Ravezzani asfalta Lukaku: “Non gliene frega più nulla, si fa male perché è grasso”

Il giornalista sportivo ha criticato duramente l’attaccante dell’Inter

Francesco Rossi
10.01.2023 04:08

Le ultime prestazioni deludenti di Lukaku tra le fila dell’Inter, sono oggetto di polemica nei confronti dell’attaccante belga in questi giorni. L’ex Everton sembra essere fuori condizione e ciò può essere giustificabile in parte per via del rientro dall’infortunio, ma secondo il giornalista Fabio Ravezzani, il problema principale è un altro. Ecco le dichiarazioni del giornalista sul belga, rilasciate a Top Calcio 24 su Telelombardia e raccolte per voi da Il Pallone Gonfiato:

“Io credo che quando un calciatore con la fisicità di Lukaku, torna all’Inter a luglio e si presenta sovrappeso di 5-6 kg, dimostri che non gliene frega più molto di soffrire per arrivare ai livelli di dov’era arrivato due anni fa. Merito di Conte? Sicuramente si, ma demerito anche di Lukaku, perché tutti noi abbiamo a che fare con problemi di bilancia e sappiamo benissimo che se vogliamo perdere 3-4 kg, dobbiamo mangiare un po’ di meno. Lo facciamo per la linea, per la salute. Il modo in cui lui si è presentato bello tondetto, lasciamo già molto perplessi. Dava il segnale di un calciatore che arrivato a 29 anni, guadagnando 12 milioni di euro netti all’anno, cioè una cifra spropositata, ha cominciato di più a pensare alla buona e bella vita che a soffrire sul campo (...). L’Inter dovrebbe riflettere di continuare a pagare così tanto un giocatore arrivato intorno ai 30 anni.
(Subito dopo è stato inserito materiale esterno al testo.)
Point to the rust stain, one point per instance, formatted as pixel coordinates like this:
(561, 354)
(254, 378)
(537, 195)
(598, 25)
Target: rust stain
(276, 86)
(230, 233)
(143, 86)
Non è solo un problema fisico, ma di atteggiamento e di mentalità che mi preoccupa di più. Ma lui com’è arrivato a questo? Si è fatto male perché c’è stato uno scontro? Gli hanno frantumato un ginocchio? No. Si è fatto male perché era grasso, perché voleva fare delle cose con troppi kg addosso e i muscoli hanno iniziato a cedere”

Beppe Bergomi esagera: "Quel giocatore della Juve mi ha ricordato Maradona: ecco perché"
Paolino provoca Cassano: “Godo nel vederlo soffrire per una Juventus seconda nonostante Allegri”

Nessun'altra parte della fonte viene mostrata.